Nigeria’s President Muhammadu Buhari will announce new measures on Thursday to address the grievances of youths who’ve staged mass protests against police brutality that have cast Africa’s most populous nation into turmoil.
Buhari will deliver a televised address at 7 p.m. local time, following an earlier briefing with security chiefs, his office said in an emailed statement. The president has so far largely remained silent through the crisis, mainly using aides and statements to deliver his response to demands for reforms, despite the demonstrators’ insistence that he address them directly.
The protests, which erupted on Oct. 5 and have spread to about half of Nigeria’s 36 states, pose the most serious challenge yet to Buhari’s authority and have dealt another blow to an economy that was already reeling from the coronavirus. While human rights group Amnesty International tallies show at least 56 people have been killed in protest-related violence, the government hasn’t announced a death toll.
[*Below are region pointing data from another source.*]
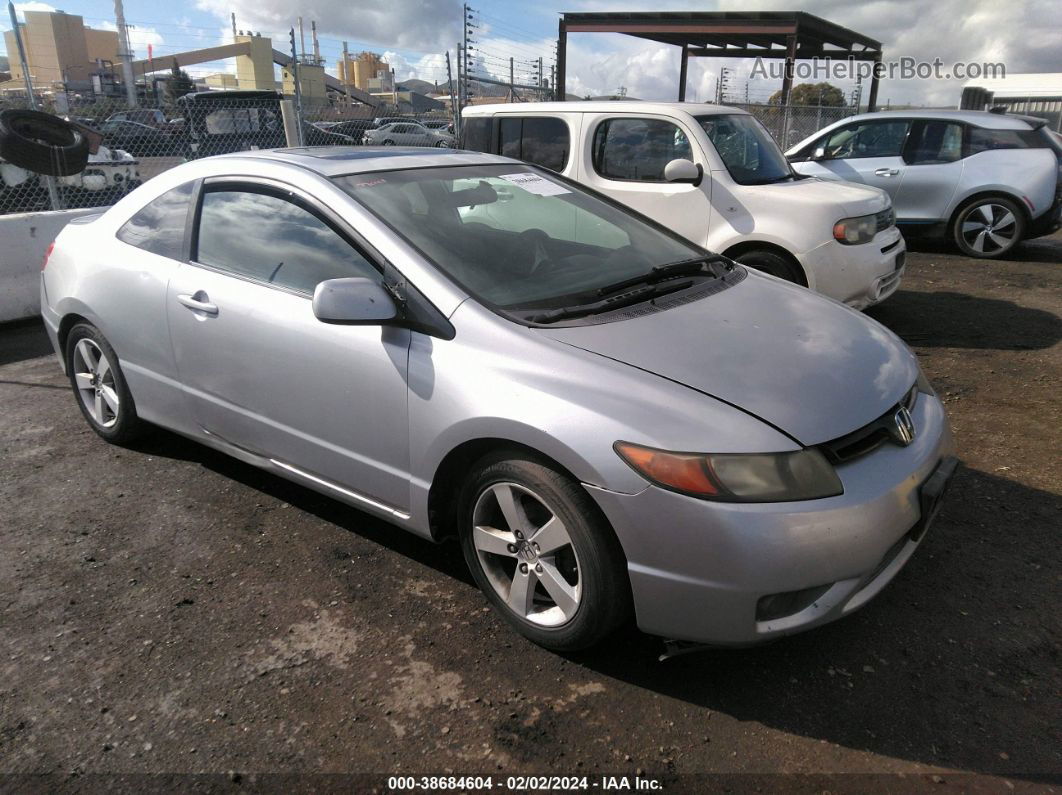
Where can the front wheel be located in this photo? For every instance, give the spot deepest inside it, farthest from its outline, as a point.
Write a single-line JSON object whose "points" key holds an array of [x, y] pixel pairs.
{"points": [[541, 553], [100, 386], [989, 227], [771, 262]]}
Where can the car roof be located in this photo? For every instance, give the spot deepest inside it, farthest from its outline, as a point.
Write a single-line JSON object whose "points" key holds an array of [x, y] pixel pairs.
{"points": [[980, 118], [694, 108], [339, 160]]}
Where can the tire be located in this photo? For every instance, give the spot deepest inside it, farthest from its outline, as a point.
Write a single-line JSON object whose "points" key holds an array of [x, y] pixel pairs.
{"points": [[576, 586], [775, 264], [989, 227], [117, 421], [41, 142]]}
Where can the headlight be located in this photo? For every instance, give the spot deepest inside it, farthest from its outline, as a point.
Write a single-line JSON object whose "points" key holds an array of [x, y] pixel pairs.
{"points": [[804, 474], [856, 230]]}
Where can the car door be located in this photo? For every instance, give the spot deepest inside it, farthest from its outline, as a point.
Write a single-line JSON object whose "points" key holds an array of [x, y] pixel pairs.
{"points": [[260, 372], [934, 159], [624, 157], [868, 152]]}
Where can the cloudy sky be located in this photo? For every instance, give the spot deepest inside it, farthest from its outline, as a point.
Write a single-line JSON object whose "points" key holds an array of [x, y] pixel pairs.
{"points": [[1025, 35]]}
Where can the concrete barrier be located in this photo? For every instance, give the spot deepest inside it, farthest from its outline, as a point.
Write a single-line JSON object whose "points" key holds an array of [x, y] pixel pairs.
{"points": [[23, 239]]}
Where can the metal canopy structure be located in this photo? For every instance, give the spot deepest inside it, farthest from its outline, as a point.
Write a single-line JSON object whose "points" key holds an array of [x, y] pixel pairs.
{"points": [[783, 34]]}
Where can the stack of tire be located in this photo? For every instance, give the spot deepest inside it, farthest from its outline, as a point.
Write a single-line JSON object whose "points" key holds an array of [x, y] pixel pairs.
{"points": [[41, 142]]}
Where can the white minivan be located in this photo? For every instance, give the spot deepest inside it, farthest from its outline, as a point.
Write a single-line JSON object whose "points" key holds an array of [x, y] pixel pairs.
{"points": [[715, 175]]}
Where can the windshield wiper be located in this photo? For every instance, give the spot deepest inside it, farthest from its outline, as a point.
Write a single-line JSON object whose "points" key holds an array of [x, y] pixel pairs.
{"points": [[658, 273], [606, 305]]}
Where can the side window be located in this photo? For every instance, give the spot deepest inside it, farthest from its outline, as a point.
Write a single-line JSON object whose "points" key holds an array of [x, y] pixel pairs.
{"points": [[476, 134], [273, 240], [637, 149], [159, 225], [934, 142], [868, 139], [538, 140]]}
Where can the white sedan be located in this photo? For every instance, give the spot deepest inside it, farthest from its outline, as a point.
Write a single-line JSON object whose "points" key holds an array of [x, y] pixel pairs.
{"points": [[407, 134]]}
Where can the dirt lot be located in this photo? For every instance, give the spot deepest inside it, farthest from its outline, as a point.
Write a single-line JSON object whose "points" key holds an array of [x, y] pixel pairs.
{"points": [[168, 609]]}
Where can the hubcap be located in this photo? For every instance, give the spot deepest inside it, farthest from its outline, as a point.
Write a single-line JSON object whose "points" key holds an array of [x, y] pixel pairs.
{"points": [[989, 228], [96, 382], [527, 554]]}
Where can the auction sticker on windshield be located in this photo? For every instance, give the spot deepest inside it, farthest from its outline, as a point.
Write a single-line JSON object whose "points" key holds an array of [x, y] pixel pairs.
{"points": [[535, 184]]}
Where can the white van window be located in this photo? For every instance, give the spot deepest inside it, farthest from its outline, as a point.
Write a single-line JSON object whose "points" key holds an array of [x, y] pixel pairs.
{"points": [[541, 140], [637, 150]]}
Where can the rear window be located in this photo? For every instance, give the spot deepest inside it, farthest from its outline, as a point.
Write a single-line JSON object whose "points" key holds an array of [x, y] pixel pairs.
{"points": [[159, 225], [476, 134], [982, 139]]}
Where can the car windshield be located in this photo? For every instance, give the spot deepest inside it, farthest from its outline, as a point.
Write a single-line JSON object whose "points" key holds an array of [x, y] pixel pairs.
{"points": [[747, 149], [515, 237]]}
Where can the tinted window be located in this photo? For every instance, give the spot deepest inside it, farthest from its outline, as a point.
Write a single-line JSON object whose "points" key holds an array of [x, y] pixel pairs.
{"points": [[159, 226], [934, 142], [476, 134], [273, 240], [542, 141], [868, 139], [637, 149], [985, 140]]}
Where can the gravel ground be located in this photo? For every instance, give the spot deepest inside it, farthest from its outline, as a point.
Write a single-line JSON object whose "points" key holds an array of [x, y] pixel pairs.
{"points": [[167, 609]]}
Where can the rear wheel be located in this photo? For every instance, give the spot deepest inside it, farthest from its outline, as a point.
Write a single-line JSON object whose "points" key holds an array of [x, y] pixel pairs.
{"points": [[538, 550], [771, 262], [100, 386], [989, 227]]}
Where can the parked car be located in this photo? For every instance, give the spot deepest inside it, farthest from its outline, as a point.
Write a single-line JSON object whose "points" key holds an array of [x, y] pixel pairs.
{"points": [[139, 140], [715, 175], [982, 180], [611, 419], [407, 134]]}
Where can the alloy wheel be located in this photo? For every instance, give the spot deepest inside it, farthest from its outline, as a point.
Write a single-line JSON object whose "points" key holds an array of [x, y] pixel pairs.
{"points": [[527, 554], [990, 228], [95, 379]]}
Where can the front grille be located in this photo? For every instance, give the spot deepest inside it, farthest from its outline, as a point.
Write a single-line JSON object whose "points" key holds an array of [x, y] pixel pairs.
{"points": [[870, 436], [885, 219]]}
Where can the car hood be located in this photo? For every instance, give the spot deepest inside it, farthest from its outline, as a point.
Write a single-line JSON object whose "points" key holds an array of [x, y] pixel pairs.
{"points": [[852, 200], [807, 365]]}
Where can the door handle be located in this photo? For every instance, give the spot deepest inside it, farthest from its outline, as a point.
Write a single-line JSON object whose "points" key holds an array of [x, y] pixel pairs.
{"points": [[199, 301]]}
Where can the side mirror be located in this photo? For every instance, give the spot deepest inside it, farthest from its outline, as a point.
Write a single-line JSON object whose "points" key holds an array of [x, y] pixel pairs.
{"points": [[354, 301], [682, 170]]}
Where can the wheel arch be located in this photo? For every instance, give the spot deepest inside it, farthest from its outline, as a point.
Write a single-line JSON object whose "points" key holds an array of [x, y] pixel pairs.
{"points": [[988, 193], [753, 245]]}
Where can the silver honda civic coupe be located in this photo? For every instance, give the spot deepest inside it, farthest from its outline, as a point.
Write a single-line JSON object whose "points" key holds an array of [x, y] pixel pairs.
{"points": [[612, 420]]}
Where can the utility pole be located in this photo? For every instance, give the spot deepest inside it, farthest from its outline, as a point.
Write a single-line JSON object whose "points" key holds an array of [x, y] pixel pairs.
{"points": [[346, 76], [294, 78], [455, 111], [125, 53], [53, 193]]}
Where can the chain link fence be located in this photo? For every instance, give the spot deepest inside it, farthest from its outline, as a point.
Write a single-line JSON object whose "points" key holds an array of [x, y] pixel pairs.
{"points": [[790, 124], [131, 145]]}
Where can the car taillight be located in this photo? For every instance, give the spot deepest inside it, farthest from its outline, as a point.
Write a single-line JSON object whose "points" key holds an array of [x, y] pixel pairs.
{"points": [[48, 253]]}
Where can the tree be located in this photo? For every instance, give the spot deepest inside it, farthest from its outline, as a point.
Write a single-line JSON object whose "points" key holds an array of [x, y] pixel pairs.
{"points": [[812, 93], [178, 84]]}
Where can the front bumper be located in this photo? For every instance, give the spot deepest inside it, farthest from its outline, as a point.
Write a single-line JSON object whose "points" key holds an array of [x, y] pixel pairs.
{"points": [[699, 569], [858, 275]]}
Burhari is expected to “come up with certain solutions that will be agreeable to the entire federation” Babagana Monguno, the national security adviser, told reporters on Thursday in Abuja, the capital.
The protests have disrupted commerce in Lagos, Nigeria’s commercial hub, and prompted the state government to impose a 24-hour curfew. Violence peaked on Oct. 20 when about 38 people died, including 12 who were killed after security forces opened fire on protesters who’d gathered at two sites in Lagos, in defiance of the lockdown, Amnesty said, citing witnesses.
While the Nigerian army’s Twitter page labeled reports that troops had fired on protesters as “fake news,” Lago governor Babajide Sanwo-Olu said he’s ordered a probe into the conduct of the military, which falls under the federal government’s control. He’s confirmed that two persons died of their injuries.
The streets of Lagos and Abuja, the capital, were largely devoid of protesters on Thursday, and demonstrations in the oil-producing Rivers and Delta states that erupted on Wednesday also appeared to have died down. At least 10 states have imposed curfews.
“These past days have been tough, people have lost their friends, people have been injured, so I am not sure about going back on the street,” said Lagos resident Precious Nwachukwu, who joined the protests. “We will keep using our social media and online pages” to raise concerns about police brutality, she said.
The largely peaceful demonstrations persisted even after Buhari promised to disband a police unit at the center of the brutality allegations. The situation in Lagos deteriorated from Oct. 18 as “criminal elements” took advantage of directives given to the police not to use force, said Sanwo-Olu, who imposed the curfew after police stations were burned down and financial institutions were looted.
The violence has drawn international condemnation, with United Nations Secretary-General Antonio Guterres among those who’ve called on the authorities to exercise restraint. U.S. Secretary of State Michael Pompeo issued a statement condemning “the use of excessive force by military forces who fired on unarmed demonstrators in Lagos, causing death and injury.”
The unrest and the authorities’ increasingly heavy-handed response has begun to unnerve financial markets, with the naira dropping as much as 1.2% against the dollar on Thursday, the most of any African currency.
The risk premium that investors demand to hold Nigeria’s dollar debt rather than U.S. Treasuries has widened 20 basis points this week, while the average for African nations narrowed two basis points, according to JPMorgan Chase & Co. indexes.
Most of the demonstrators are young adults, who don’t appear to have a clearly defined leadership structure and communicate using social media — which the government says has frustrated efforts to negotiate with them.